Je ne dirais pas que ces mesures mettent directement en danger la sécurité de la population. En revanche, elles augmentent les risques opérationnels. Si nous disposons de moins de moyens pour investir, nous sommes par exemple contraints d'utiliser nos appareils de mesure plus longtemps. Les projets liés au cycle de vie des infrastructures, comme le renouvellement indispensable des radars météorologiques, sont particulièrement menacés par les économies envisagées. Si ces équipements ne sont pas remplacés à temps, la précision des prévisions pourrait s'en ressentir, avec à la clé des dommages potentiellement plus importants. Une telle situation ne serait dans l'intérêt ni de l'économie suisse ni de la population.

Le plan d’allègement budgétaire prévoit également des coupes dans de nombreuses mesures climatiques et environnementales, tandis que les projets de loi sur le climat sont régulièrement rejetés par le peuple et le Parlement. Cela vous frustre-t-il?

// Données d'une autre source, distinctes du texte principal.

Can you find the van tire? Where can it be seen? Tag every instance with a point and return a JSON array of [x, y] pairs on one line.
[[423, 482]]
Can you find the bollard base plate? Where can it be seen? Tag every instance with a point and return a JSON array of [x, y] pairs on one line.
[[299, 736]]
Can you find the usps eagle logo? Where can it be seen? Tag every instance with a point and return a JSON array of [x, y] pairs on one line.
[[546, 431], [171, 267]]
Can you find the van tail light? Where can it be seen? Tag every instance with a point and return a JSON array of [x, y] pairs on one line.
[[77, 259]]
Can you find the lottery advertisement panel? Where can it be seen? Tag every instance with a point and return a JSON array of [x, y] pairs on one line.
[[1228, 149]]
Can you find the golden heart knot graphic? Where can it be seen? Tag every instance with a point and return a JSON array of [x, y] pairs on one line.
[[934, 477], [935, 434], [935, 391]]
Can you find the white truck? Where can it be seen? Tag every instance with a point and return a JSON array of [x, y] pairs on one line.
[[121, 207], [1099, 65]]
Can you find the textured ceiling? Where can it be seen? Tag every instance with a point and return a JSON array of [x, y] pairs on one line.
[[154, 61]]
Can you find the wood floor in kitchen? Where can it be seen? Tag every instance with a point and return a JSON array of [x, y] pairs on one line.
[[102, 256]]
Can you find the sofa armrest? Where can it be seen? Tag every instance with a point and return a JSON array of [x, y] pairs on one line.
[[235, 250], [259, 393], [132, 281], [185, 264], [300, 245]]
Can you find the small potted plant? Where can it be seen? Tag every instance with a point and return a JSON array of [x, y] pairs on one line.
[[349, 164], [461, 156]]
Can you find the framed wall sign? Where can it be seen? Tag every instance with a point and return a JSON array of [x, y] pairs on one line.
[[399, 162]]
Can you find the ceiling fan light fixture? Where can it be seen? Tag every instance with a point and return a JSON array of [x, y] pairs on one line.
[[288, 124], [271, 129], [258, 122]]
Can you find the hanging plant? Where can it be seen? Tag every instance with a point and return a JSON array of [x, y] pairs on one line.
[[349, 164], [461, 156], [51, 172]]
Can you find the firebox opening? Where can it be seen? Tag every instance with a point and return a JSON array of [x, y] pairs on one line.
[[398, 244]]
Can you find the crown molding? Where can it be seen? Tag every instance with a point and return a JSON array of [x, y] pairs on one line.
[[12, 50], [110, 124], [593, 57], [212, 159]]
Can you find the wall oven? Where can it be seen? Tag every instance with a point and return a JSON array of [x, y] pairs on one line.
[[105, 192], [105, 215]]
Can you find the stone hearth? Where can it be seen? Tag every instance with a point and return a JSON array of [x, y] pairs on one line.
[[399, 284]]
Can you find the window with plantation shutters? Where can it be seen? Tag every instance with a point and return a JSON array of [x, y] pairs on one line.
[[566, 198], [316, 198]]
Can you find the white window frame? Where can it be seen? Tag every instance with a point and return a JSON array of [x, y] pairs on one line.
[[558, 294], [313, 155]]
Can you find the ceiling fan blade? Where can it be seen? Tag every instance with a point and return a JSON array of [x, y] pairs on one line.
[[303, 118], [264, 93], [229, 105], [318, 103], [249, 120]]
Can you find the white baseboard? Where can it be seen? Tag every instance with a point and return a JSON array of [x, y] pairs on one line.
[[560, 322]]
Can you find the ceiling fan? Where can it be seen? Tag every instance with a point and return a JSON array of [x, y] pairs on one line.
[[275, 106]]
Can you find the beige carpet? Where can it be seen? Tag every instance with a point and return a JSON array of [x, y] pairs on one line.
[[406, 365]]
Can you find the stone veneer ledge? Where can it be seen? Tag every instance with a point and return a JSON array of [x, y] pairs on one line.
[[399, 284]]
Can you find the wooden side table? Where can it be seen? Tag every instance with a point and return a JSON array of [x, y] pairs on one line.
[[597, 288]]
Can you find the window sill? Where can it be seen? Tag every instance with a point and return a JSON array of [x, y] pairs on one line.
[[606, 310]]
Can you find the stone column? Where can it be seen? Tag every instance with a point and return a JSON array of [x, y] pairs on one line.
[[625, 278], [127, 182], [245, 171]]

Je pense que la vague de chaleur actuelle contribue aussi à une certaine prise de conscience dans les milieux bourgeois. De nombreux agriculteurs sont désormais confrontés à des épisodes de sécheresse plus intenses, ce qui les sensibilise davantage à ces enjeux. Nous ne restons pas les bras croisés: des investissements importants sont réalisés dans les domaines de l'environnement et du climat. A titre personnel, j'estime qu'ils pourraient être encore plus conséquents. Mais ce n'est pas à moi d'en juger. Notre rôle consiste à fournir les bases techniques et scientifiques nécessaires. La mise en œuvre politique relève, elle, de la responsabilité d'autres acteurs. Nous pouvons en revanche continuer à rappeler l'urgence de la situation. Car plus nous perdons de temps et tardons à agir, plus le coût de l'inaction sera élevé.

Cet été marque-t-il un tournant?
J'espère que cet été caniculaire sera un électrochoc pour la population. Les scénarios climatiques annoncent clairement des périodes estivales plus chaudes et plus sèches. J'espère que cette prise de conscience se traduira par une volonté politique d'investir davantage dans ce domaine.